Vivian H. Coates, MBA
Vice President, Information Services and Health Technology Assessment
ECRI Institute
5200 Butler Pike
Plymouth Meeting, PA 19462-1298, USA

Dear Ms. Coates:

We have been contacted by constituents concerned about the process undertaken to assure currency of the Infectious Disease Society of America (IDSA) guideline titled “The  clinical assessment, treatment, and prevention of Lyme Disease, human granulocytic  anaplasmosis, and babesiosis” which is summarized on the National Guideline Clearinghouse  (NGC) Web site. We are concerned that IDSA did not fully consider all evidenced-based research in its process to assure satisfaction of the NGC “currency” requirement, and we urge the NGC to revisit this process immediately.
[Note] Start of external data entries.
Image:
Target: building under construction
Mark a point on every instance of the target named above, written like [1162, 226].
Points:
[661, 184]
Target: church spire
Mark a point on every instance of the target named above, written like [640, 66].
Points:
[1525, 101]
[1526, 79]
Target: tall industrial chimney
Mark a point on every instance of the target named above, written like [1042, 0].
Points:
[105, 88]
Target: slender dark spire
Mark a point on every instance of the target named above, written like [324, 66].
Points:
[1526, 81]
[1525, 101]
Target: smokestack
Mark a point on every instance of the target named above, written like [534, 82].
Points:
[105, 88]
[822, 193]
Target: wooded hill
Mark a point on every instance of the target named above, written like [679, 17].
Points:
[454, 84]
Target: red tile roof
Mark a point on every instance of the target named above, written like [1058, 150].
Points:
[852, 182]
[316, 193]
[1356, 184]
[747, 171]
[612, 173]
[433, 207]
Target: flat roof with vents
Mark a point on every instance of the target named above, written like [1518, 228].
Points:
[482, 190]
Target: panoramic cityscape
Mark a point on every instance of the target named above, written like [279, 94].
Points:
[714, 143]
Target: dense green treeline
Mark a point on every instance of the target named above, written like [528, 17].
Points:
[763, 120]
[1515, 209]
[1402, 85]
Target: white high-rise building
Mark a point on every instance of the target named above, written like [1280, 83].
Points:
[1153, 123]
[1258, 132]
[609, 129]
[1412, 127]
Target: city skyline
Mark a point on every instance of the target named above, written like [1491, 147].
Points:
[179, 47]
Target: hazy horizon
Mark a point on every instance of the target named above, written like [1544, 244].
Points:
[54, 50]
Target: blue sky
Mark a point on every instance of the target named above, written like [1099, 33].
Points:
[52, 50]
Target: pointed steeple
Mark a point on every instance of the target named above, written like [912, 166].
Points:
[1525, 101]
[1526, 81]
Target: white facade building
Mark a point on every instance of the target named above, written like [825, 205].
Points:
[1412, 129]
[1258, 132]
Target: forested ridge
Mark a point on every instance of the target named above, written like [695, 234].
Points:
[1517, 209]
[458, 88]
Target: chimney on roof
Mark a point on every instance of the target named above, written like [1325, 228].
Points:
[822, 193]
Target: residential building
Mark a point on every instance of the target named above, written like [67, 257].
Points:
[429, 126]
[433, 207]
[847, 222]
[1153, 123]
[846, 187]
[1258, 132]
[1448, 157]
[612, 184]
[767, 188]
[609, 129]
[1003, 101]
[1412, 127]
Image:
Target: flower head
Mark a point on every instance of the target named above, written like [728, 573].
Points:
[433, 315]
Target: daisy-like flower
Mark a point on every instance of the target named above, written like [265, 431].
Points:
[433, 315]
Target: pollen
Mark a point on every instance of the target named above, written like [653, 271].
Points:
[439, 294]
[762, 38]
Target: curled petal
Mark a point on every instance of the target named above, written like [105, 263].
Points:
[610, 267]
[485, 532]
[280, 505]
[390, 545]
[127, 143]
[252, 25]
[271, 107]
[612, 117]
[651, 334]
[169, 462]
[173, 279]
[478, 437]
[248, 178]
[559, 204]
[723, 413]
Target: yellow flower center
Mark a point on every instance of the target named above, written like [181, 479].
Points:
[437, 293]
ECRI is currently contracted by the U.S. Department of Health and Human Services’  U.S. Agency for Healthcare Research and Quality (AHQR) to maintain the National Guidelines  Clearinghouse (NGC). As you know, the NGC requires that all guideline developers undertake a  comprehensive review every five years to assure proof that the guidance, as published, is current  with available evidenced-based research.

As noted in the July 2010 Final Report of the Lyme Disease Review Panel of the Infectious Diseases Society of America, mandated in the antitrust settlement agreement between  the Attorney General of Connecticut and the IDSA, the IDSA convened a new panel to conduct a  comprehensive review of its guidelines. However, our constituents are concerned that this review and the subsequent review in 2011 by IDSA did not adhere to an open and transparent process as  mandated by the antitrust settlement, or with adequate patient input, as was intended. In addition, we are concerned that 25 recommended revisions to the guidelines resulting from the 2010 panel  were not adequately considered by the IDSA in their currency review. As such, we are concerned  that the review violates NGC’s requirements that the guidance, as published, is current with  available evidenced-based research.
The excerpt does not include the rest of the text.